Periprosthetic Joint Infection Prediction via Machine Learning: Comprehensible Personalized Decision Support for Diagnosis.

机构信息

Department of Orthopaedic Surgery, Kaohsiung Chang Gung Memorial Hospital, College of Medicine, Chang Gung University, Kaohsiung, Taiwan.

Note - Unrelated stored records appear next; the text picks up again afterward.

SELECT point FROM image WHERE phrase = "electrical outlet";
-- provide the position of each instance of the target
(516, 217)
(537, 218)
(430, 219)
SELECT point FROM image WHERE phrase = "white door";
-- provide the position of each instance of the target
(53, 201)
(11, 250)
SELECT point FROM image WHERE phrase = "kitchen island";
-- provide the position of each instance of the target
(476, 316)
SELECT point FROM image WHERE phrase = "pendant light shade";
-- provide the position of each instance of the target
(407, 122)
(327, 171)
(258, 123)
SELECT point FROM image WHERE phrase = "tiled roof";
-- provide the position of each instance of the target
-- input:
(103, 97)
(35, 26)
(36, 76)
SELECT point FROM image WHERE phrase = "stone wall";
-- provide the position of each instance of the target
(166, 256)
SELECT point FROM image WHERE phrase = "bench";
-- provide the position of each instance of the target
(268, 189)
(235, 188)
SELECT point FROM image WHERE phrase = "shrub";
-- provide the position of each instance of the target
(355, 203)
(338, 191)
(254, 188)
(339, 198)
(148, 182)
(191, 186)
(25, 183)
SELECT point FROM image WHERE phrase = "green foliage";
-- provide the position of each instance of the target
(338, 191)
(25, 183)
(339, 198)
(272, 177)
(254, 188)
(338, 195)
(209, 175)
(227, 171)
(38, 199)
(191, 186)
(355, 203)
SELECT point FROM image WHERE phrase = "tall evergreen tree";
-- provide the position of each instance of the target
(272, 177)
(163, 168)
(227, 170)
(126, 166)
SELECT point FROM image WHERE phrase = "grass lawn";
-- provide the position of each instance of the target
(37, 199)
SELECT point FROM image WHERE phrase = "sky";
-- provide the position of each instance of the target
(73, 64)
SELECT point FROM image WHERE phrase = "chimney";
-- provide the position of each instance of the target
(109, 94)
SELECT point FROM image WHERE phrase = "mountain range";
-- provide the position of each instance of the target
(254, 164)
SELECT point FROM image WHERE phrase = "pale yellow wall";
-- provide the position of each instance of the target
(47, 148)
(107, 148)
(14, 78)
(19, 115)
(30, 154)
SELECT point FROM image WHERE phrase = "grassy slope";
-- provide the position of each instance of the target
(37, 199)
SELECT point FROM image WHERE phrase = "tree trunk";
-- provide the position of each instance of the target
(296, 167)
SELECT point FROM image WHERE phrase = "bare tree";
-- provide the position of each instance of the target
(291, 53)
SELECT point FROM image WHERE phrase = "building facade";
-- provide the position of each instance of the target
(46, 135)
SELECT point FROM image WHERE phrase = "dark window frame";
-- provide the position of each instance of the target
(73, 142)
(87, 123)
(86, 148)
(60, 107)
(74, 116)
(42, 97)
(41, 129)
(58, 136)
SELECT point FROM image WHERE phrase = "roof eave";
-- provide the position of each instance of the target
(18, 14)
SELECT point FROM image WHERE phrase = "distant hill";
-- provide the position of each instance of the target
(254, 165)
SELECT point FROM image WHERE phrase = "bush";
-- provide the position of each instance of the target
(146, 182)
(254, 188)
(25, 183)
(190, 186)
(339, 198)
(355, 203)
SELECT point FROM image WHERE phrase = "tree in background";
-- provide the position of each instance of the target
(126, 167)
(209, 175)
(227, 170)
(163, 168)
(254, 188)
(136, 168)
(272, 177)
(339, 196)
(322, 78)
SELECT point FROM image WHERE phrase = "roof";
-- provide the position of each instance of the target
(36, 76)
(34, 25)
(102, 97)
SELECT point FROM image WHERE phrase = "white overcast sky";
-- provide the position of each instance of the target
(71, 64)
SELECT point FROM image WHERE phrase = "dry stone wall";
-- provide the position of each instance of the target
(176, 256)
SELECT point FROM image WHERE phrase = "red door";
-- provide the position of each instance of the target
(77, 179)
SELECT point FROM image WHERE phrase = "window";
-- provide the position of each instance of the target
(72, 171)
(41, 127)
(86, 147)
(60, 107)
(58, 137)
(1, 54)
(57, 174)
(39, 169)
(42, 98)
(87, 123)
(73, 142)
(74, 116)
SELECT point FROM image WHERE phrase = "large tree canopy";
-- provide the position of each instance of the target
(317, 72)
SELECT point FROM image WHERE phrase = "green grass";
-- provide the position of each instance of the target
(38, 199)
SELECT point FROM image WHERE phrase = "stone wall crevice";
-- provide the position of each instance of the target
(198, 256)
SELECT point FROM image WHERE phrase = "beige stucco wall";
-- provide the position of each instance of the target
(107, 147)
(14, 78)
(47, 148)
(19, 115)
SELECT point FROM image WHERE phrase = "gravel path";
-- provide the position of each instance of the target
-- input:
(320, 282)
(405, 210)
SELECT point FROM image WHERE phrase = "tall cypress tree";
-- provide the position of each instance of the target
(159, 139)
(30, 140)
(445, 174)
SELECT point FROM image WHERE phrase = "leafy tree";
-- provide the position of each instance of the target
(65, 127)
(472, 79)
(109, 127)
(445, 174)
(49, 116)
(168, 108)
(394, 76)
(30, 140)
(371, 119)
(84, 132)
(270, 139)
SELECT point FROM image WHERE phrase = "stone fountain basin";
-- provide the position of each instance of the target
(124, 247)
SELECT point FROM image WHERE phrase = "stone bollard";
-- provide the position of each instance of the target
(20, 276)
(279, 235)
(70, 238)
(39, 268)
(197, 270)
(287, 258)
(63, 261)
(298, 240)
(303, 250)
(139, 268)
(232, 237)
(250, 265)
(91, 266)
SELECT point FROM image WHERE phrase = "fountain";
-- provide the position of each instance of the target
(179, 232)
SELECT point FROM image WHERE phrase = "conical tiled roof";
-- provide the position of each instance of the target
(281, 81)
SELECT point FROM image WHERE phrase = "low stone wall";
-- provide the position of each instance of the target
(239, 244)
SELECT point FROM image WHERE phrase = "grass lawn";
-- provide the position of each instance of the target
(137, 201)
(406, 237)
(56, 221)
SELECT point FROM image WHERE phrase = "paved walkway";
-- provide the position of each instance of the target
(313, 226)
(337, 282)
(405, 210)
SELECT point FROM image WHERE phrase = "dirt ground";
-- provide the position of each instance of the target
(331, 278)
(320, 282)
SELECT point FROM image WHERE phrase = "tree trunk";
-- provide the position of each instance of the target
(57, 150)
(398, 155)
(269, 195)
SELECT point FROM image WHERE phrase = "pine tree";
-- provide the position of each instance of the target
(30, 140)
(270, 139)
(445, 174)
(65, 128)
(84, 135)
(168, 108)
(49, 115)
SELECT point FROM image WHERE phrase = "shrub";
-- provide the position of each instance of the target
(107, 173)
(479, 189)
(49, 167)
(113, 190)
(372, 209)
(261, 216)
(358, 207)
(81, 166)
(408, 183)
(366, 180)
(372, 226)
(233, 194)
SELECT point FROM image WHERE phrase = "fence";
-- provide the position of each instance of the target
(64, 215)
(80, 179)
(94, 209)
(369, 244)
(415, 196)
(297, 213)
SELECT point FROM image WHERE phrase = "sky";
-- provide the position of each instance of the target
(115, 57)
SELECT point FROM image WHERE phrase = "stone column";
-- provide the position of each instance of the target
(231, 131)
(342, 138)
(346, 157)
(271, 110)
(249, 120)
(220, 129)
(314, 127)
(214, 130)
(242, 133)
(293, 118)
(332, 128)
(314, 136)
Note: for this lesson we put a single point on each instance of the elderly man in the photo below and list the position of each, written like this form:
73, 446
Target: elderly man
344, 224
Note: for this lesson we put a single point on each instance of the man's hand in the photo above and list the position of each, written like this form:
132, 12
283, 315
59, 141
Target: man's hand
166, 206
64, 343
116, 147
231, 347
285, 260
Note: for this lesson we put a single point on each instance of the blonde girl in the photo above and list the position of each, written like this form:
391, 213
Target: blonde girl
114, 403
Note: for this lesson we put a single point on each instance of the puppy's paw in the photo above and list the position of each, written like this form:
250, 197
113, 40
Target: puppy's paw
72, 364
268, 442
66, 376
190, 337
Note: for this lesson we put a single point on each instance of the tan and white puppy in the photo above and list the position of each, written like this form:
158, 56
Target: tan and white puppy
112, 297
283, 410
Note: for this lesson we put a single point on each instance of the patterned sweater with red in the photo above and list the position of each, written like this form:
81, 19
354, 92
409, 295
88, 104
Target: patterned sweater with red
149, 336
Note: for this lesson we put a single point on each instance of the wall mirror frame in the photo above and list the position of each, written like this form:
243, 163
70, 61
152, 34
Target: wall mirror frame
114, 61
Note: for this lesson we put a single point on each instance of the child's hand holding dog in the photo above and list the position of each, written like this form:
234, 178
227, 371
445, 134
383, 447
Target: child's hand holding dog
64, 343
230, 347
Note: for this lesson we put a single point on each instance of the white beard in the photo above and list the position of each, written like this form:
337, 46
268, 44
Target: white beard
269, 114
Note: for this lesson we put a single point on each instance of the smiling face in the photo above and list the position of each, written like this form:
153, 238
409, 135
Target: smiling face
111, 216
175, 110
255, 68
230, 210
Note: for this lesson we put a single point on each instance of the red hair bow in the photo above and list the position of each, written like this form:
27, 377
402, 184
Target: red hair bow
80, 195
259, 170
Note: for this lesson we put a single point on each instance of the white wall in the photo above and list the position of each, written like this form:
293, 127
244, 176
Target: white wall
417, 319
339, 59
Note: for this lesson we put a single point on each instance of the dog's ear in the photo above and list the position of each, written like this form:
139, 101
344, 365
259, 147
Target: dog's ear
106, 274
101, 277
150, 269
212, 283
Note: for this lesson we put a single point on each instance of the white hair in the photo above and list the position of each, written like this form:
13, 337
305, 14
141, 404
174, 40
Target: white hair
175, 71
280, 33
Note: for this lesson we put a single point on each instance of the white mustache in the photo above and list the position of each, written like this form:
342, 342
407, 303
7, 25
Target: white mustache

College of Computer Science, National Yang Ming Chiao Tung University, Hsinchu, Taiwan.

出版信息

J Arthroplasty. 2022 Jan;37(1):132-141. doi: 10.1016/j.arth.2021.09.005. Epub 2021 Sep 17.

Abstract

BACKGROUND

The criteria outlined in the International Consensus Meeting (ICM) in 2018, which were prespecified and fixed, have been commonly practiced by clinicians to diagnose periprosthetic joint infection (PJI). We developed a machine learning (ML) system for PJI diagnosis and compared it with the ICM scoring system to verify the feasibility of ML.

METHODS

We designed an ensemble meta-learner, which combined 5 learning algorithms to achieve superior performance by optimizing their synergy. To increase the comprehensibility of ML, we developed an explanation generator that produces understandable explanations of individual predictions. We performed stratified 5-fold cross-validation on a cohort of 323 patients to compare the ML meta-learner with the ICM scoring system.

RESULTS

Cross-validation demonstrated ML's superior predictive performance to that of the ICM scoring system for various metrics, including accuracy, precision, recall, F1 score, Matthews correlation coefficient, and area under receiver operating characteristic curve. Moreover, the case study showed that ML was capable of identifying personalized important features missing from ICM and providing interpretable decision support for individual diagnosis.

CONCLUSION

Unlike ICM, ML could construct adaptive diagnostic models from the available patient data instead of making diagnoses based on prespecified criteria. The experimental results suggest that ML is feasible and competitive for PJI diagnosis compared with the current widely used ICM scoring criteria. The adaptive ML models can serve as an auxiliary system to ICM for diagnosing PJI.

摘要

背景

2018 年国际共识会议(ICM)中规定的标准是临床医生诊断假体周围关节感染(PJI)的常用标准。我们开发了一种用于 PJI 诊断的机器学习(ML)系统,并将其与 ICM 评分系统进行比较,以验证 ML 的可行性。

方法

我们设计了一个集成元学习者,该学习者结合了 5 种学习算法,通过优化它们的协同作用来实现卓越的性能。为了提高 ML 的可理解性,我们开发了一个解释生成器,该生成器可以对个别预测产生可理解的解释。我们对 323 名患者的队列进行了分层 5 折交叉验证,比较了 ML 元学习者与 ICM 评分系统。

结果

交叉验证表明,ML 在各种指标上的预测性能优于 ICM 评分系统,包括准确性、精度、召回率、F1 分数、马修斯相关系数和接收者操作特征曲线下面积。此外,案例研究表明,ML 能够识别 ICM 中缺失的个性化重要特征,并为个体诊断提供可解释的决策支持。

结论

与 ICM 不同,ML 可以根据可用的患者数据构建自适应诊断模型,而不是基于预设标准进行诊断。实验结果表明,与当前广泛使用的 ICM 评分标准相比,ML 用于 PJI 诊断是可行且具有竞争力的。自适应 ML 模型可以作为 ICM 的辅助系统,用于诊断 PJI。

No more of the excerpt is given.